[SE-5278] [SE-5279] feat: initial implementation
Description
This PR implements the initial version of the monitoring_extensions
package that is going to be used as a plugable extension in OpenCraft's monitoring.
This Django Plugin App enriches the NewRelic based monitoring with custom events. The event collection is triggered by a management command, send_monitoring_events
that's called by a cron job or by a celerybeat scheduled task, monitoring_extensions.tasks.send_monitoring_events
.
Currently the following (configurable) events are sent to NewRelic:
- Celery queue length metrics (
CeleryTaskCount
) - Celery (scheduled) task execution (
CeleryTaskExecution
)
Supporting information
During a recent outage, it turned out that Ocim controlled instances has no Queue monitoring, therefore we need to implement a solution to be able to monitor celery queue length and task execution.
Dependencies
N/A
Sandbox
Please use the ESME sandbox for testing.
Note: that sandbox has not so many tasks. If the management command succeeds, consider the command working. For more testing info check the next section.
Testing instructions
Note: the app is already installed in the sandbox manually, which means the cron is not set up.

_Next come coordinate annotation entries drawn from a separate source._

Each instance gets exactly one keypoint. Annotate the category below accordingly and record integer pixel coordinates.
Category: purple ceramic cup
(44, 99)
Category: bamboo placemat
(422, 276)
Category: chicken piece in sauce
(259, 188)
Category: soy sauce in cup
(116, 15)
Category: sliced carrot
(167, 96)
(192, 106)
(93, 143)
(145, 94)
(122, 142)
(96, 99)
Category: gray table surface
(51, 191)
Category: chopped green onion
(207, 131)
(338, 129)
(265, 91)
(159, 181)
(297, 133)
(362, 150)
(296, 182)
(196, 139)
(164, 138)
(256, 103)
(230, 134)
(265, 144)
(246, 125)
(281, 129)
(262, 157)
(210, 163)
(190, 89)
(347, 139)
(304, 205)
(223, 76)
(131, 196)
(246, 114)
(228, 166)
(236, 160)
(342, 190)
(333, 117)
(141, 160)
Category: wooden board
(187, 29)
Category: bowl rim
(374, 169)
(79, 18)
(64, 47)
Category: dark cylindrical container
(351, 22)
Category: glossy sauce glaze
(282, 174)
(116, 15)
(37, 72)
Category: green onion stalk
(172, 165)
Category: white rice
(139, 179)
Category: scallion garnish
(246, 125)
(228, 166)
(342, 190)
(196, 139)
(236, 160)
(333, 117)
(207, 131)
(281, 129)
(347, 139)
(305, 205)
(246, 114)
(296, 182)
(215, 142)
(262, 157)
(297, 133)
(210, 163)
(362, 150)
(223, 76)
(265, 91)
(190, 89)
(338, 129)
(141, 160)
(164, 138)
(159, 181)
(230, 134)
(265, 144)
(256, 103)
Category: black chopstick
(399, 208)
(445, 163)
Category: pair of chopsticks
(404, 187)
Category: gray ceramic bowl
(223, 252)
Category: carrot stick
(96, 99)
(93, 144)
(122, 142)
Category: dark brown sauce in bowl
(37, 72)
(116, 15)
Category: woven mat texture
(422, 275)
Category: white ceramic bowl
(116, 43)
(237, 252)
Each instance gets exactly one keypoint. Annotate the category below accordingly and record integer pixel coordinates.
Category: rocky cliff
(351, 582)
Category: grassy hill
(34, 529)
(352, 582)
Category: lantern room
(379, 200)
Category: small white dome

Test the management command:
- SSH in the sandbox app
source /edx/app/edxapp/edxapp_env
cd /edx/app/edxapp/edx-platform/
sudo -E -u edxapp env "PATH=$PATH" /edx/app/edxapp/venvs/edxapp/bin/python manage.py lms send_monitoring_events
- Go to NewRelic's alert condition
- Check for the
Celerybeat task executions
andCelery queue overload
conditions
Test the celery beat scheduled task:
Note: the task is already prepared, you don't need to set it up.
- Login to <LMS_URL>/admin/
- Navigate to <LMS_URL>/admin/django_celery_beat/periodictask/
- Check for the manually pre-configured
Celerybeat execution monitoring: every 5 minutes
schedule - Check for the manually pre-configured
Celery queue length monitoring: every 5 minutes
schedule
Validating that the monitoring returns the correct results:
- Login to the staging instance
- Start an LMS django shell
- Run the script below
- Exit from the shell and run
redis-cli
- Execute
KEYS *
-- If you cannot see the (not _kombu prefixed) lms/cms keys, that's because the queues got emptied; to check the length of a queue, runLLEN <QUEUE NAME>
script:
from monitoring_extensions.events import CeleryTaskCountReporter
CeleryTaskCountReporter().collect_data()
Deadline
ASAP